December 20, 2024

IE COMMUNITY NEWS

El Chicano, Colton Courier, Rialto Record

Nurses on the Picket Line: Crisis at San Bernardino’s Dignity Health Community Hospital Over Unsafe Staffing

2 min read

Photo courtesy of the California Nurses Association/NNU: The picket scheduled for March 28, 2024, will not be the first, nurses of the hospital also picketed for the exact same issue on January 26th, 2023.

Registered nurses at Dignity Health Community Hospital in San Bernardino are set to hold an informational picket on Thursday, March 28, to highlight their concerns over unsafe staffing levels that they say are compromising patient safety. The California Nurses Association/National Nurses United (CNA/NNU) announced the action, stating that the hospital administration has failed to meet its own staffing standards.

Nurses have raised their concerns in meetings with the hospital’s chief nursing officer, but they claim that management has consistently failed to adhere to safe staffing standards. This lack of support has reportedly led to delays in care, patients developing pressure sores, and increased workplace violence.

“Community Hospital is continually short-staffed, putting patients’ safety at risk and forcing nurses to work in unsafe conditions,” said Virginia Licerio, RN in the post-partum unit. “Community Hospital is accepting more patients than it can safely take care of. It’s time Dignity Health invests in staffing and prioritizes safe patient care.”

The informational picket is scheduled to take place from 7:30 a.m. to 9:00 a.m. at Dignity Health Community Hospital, located at 1805 Medical Center Dr., San Bernardino.

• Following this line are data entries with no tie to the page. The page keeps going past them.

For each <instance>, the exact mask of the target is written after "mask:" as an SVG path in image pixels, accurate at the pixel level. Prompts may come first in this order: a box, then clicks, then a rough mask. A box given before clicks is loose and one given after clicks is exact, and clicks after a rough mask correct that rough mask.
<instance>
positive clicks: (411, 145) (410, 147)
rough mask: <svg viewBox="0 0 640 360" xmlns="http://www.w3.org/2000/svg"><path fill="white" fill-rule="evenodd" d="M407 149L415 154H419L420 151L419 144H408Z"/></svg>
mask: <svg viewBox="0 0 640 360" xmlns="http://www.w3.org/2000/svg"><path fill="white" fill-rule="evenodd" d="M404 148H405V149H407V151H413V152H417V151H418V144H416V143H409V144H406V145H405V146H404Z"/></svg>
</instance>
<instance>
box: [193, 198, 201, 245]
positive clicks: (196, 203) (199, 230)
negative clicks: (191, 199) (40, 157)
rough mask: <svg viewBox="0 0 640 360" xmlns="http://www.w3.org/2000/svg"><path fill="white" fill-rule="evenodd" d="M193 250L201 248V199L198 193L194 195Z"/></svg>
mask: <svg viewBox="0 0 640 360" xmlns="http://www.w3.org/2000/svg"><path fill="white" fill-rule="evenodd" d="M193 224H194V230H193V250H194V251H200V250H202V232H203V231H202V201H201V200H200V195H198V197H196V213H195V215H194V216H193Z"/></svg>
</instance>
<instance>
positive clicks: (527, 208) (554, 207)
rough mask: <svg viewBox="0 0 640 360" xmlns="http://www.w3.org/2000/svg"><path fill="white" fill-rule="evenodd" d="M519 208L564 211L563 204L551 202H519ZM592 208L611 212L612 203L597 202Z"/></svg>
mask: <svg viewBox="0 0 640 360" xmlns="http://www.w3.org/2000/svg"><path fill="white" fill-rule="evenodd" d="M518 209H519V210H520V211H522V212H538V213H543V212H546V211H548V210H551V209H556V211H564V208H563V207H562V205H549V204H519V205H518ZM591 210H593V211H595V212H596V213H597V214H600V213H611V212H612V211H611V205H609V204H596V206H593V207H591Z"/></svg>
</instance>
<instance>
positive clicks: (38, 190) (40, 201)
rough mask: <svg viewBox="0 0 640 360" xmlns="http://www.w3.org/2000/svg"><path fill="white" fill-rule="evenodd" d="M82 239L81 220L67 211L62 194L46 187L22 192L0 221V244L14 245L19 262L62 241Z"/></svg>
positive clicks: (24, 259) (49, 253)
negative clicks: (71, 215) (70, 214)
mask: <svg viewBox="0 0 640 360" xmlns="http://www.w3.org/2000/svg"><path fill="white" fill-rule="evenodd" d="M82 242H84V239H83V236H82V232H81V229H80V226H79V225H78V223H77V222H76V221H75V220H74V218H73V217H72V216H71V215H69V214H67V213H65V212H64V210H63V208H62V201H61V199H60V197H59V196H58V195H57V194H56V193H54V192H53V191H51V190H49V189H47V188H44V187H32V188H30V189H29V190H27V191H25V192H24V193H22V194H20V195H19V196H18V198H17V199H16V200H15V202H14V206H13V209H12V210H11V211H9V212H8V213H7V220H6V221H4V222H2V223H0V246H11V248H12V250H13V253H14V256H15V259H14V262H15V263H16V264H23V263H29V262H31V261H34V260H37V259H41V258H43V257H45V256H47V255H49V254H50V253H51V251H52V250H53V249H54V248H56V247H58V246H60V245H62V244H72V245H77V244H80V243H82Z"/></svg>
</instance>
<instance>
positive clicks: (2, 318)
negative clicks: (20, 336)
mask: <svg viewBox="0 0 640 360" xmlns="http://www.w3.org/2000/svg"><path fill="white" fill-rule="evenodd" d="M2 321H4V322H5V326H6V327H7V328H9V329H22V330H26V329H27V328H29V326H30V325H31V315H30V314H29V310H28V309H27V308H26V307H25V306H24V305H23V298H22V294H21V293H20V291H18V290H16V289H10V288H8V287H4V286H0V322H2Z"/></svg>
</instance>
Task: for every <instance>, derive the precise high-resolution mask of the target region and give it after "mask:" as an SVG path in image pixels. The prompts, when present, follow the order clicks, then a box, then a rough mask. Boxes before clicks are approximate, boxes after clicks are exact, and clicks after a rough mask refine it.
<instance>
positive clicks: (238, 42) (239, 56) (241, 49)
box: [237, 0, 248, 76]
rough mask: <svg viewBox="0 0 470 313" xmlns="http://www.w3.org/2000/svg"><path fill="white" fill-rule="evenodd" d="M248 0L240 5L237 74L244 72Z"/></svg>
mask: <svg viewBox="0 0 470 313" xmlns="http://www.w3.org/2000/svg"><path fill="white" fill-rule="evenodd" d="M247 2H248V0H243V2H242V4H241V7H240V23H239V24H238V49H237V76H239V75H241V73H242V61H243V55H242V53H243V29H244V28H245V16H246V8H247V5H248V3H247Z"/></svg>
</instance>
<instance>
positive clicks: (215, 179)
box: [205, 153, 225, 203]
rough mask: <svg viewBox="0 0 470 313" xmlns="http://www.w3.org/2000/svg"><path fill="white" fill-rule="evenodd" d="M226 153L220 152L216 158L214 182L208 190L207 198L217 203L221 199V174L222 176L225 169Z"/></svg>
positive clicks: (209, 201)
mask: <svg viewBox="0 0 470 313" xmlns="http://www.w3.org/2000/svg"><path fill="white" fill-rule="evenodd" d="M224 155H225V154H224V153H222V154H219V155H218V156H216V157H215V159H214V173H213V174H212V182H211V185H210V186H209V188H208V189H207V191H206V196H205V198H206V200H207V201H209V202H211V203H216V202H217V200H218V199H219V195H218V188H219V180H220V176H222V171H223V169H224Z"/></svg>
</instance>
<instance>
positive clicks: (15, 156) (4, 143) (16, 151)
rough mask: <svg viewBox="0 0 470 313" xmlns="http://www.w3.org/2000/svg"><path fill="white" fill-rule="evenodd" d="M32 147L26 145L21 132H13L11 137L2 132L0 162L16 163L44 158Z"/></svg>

Lidya Sihotang, RN in the neurological care unit, echoed the need for improved conditions. “Our community deserves better than Dignity’s unsafe practices,” she said. “A health care corporation as well-resourced as Dignity Health should provide top-of-the-line patient care. Instead, you will find nurses stretched to their limits with inadequate resources. We call on Dignity Health to listen to our demands for increased safety standards and protect the patients and the nurses who take care of them. Dignity Health can do better.”

CNA represents more than 450 nurses at Dignity Health Community Hospital. The nurses’ union is calling for immediate action to address their concerns and ensure a safe environment for both patients and healthcare workers.